Daily Arxiv

This is a page that curates AI-related papers published worldwide.
All content here is summarized using Google Gemini and operated on a non-profit basis.
Copyright for each paper belongs to the authors and their institutions; please make sure to credit the source when sharing.

An Agentic System for Rare Disease Diagnosis with Traceable Reasoning

Created by
  • Haebom

Author

Weike Zhao, Chaoyi Wu, Yanjie Fan, Xiaoman Zhang, Pengcheng Qiu, Yuze Sun, Xiao Zhou, Yanfeng Wang, Ya Zhang, Yongguo Yu, Kun Sun, Weidi Xie

Outline

DeepRare is a rare disease diagnosis agent system based on a large-scale language model (LLM), which processes diverse clinical inputs and ranks diagnostic hypotheses for rare diseases. Each hypothesis is accompanied by a transparent inference process that connects verifiable medical evidence and intermediate analysis steps. Its modular design, including a specialized agent server and a long-term memory module that integrates more than 40 specialized tools and up-to-date medical knowledge sources, performs complex diagnostic inference while maintaining traceability and adaptability. In the evaluation results using eight datasets, it achieved 100% accuracy for 1,013 out of 2,919 diseases, outperforming 15 methods including existing bioinformatics diagnostic tools, LLM, and other agent systems. In particular, the Recall@1 score was 57.18% on average, which was 23.79%p higher than the second best method (Reasoning LLM).
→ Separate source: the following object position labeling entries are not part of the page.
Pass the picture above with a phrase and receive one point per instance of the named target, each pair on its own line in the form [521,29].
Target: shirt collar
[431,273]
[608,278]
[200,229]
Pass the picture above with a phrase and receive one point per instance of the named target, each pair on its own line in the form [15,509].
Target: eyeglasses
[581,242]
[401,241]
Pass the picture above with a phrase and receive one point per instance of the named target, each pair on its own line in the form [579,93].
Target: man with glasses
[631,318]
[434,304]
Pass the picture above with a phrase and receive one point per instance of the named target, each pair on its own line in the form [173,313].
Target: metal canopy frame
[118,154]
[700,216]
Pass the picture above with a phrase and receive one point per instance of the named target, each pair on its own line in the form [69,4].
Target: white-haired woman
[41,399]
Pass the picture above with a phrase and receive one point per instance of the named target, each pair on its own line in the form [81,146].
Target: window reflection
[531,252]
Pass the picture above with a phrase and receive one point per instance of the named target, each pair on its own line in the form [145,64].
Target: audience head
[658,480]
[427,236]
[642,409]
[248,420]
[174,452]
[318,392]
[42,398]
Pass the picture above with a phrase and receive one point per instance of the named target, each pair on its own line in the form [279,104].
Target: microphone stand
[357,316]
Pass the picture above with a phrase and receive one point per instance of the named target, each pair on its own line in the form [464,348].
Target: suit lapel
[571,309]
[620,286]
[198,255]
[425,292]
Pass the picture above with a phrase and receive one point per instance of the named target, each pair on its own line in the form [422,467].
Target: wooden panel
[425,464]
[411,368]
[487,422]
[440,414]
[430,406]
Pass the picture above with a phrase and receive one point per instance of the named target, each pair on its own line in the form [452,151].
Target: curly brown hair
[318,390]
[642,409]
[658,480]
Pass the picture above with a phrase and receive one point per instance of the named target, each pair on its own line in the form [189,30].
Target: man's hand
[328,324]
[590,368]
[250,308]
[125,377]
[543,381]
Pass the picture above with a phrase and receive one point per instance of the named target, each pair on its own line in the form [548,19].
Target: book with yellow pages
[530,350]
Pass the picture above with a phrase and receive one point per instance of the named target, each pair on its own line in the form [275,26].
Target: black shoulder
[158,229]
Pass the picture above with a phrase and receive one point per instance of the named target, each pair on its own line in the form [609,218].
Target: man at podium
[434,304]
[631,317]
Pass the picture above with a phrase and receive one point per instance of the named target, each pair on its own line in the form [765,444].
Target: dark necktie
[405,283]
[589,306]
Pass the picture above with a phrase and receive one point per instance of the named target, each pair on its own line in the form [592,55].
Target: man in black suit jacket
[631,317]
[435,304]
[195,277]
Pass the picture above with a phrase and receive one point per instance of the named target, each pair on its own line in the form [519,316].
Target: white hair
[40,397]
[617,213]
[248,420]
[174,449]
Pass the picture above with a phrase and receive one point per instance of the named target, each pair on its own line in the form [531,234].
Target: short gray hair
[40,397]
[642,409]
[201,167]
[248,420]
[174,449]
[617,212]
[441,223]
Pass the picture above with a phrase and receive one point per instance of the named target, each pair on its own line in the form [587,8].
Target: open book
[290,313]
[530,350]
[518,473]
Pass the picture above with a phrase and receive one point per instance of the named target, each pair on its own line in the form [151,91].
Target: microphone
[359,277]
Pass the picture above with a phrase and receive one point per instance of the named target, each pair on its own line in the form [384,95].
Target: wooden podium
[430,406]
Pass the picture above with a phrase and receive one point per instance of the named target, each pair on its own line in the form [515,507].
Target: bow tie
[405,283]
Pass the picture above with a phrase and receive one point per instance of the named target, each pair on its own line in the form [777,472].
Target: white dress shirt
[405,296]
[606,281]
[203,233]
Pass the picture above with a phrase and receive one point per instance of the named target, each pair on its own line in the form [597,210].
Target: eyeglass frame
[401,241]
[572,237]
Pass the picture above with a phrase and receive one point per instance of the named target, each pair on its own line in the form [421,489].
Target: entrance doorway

In the multi-modal input scenario, the Recall@1 score was 70.60%, surpassing Exomiser's 53.20%. Manual validation of the inference process by clinical experts showed a 95.40% agreement rate and was implemented as a user-friendly web application (http://raredx.cn/doctor) .

Takeaways, Limitations

Takeaways:
Shows potential to significantly improve the accuracy and efficiency of rare disease diagnosis.
Demonstrate the effectiveness of a modular design that integrates diverse clinical data to perform diagnostic inference.
We demonstrate the usefulness of LLM-based agent systems through superior performance compared to existing methods.
Increased applicability to real-world medical settings through user-friendly web applications.
Limitations:
Since it was evaluated based on a limited dataset, additional validation on various environments and data is needed.
Although transparency of the reasoning process has been achieved, further research is needed to ensure a complete understanding and reliability of the reasoning process.
Additional improvements may be needed to improve the accessibility and usability of your web application.
Consideration should be given to the potential for bias or error due to the limitations of the LLM.